The chemical equation:
[tex]2\text{HCl}\to H_2+Cl_2.[/tex]
And the concentrations of hydrogen chloride:
[tex]M_{HCl}=\frac{2\text{ mol HCl}}{1\text{ L}}=2M_{HCl}.[/tex]
We do an ICE chart:
[tex]K=\frac{x^2}{(2-2x)}=3.2\cdot10^{-34}[/tex]
Doing the calculations in a software, we obtain that x is:
[tex]x=\pm2.5982\cdot10^{-17}.[/tex]
Using the positive result, we obtain that:
[tex]\lbrack HCl\rbrack^2=2-2x=2-2(2.5982\cdot10^{-17})\text{.}[/tex][tex]\lbrack HCl\rbrack=\sqrt[]{2}\approx1.41\text{ M}[/tex][tex]\lbrack H_2\rbrack=\lbrack Cl_2\rbrack=x=2.5982\cdot10^{-17}.[/tex]

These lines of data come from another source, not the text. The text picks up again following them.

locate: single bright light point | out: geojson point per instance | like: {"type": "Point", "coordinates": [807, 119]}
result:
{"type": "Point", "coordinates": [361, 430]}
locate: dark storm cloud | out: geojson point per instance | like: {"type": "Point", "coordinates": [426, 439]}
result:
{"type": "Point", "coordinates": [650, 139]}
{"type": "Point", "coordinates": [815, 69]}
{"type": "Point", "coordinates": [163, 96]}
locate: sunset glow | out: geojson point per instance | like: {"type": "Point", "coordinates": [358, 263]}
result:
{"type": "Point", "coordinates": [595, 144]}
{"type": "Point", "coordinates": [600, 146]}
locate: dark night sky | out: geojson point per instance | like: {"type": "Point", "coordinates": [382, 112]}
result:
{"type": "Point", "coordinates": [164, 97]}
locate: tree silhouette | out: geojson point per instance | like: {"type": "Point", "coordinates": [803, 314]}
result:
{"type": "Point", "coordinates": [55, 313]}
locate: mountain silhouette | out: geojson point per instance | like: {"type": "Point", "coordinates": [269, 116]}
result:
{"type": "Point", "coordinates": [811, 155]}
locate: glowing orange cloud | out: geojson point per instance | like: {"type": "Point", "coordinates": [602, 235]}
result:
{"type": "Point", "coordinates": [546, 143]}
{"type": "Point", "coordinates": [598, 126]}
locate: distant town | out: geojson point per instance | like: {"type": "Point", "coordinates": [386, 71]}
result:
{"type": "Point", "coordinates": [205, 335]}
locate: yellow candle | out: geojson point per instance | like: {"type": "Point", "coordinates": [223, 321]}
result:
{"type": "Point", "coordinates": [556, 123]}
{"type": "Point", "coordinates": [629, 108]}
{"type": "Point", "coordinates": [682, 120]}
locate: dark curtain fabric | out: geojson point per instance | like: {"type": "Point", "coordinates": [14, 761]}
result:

These results is tellinig us that the direction of the equilibrium in the reaction goes like this:
[tex]K=\frac{\lbrack HCl\rbrack^2}{\lbrack H_2\rbrack\lbrack Cl_2\rbrack}=\frac{2}{(\text{2}.5982\cdot10^{-17})^2}\approx2.963\cdot10^{33}.[/tex]
When K > 0, the direction goes to the right: to the products.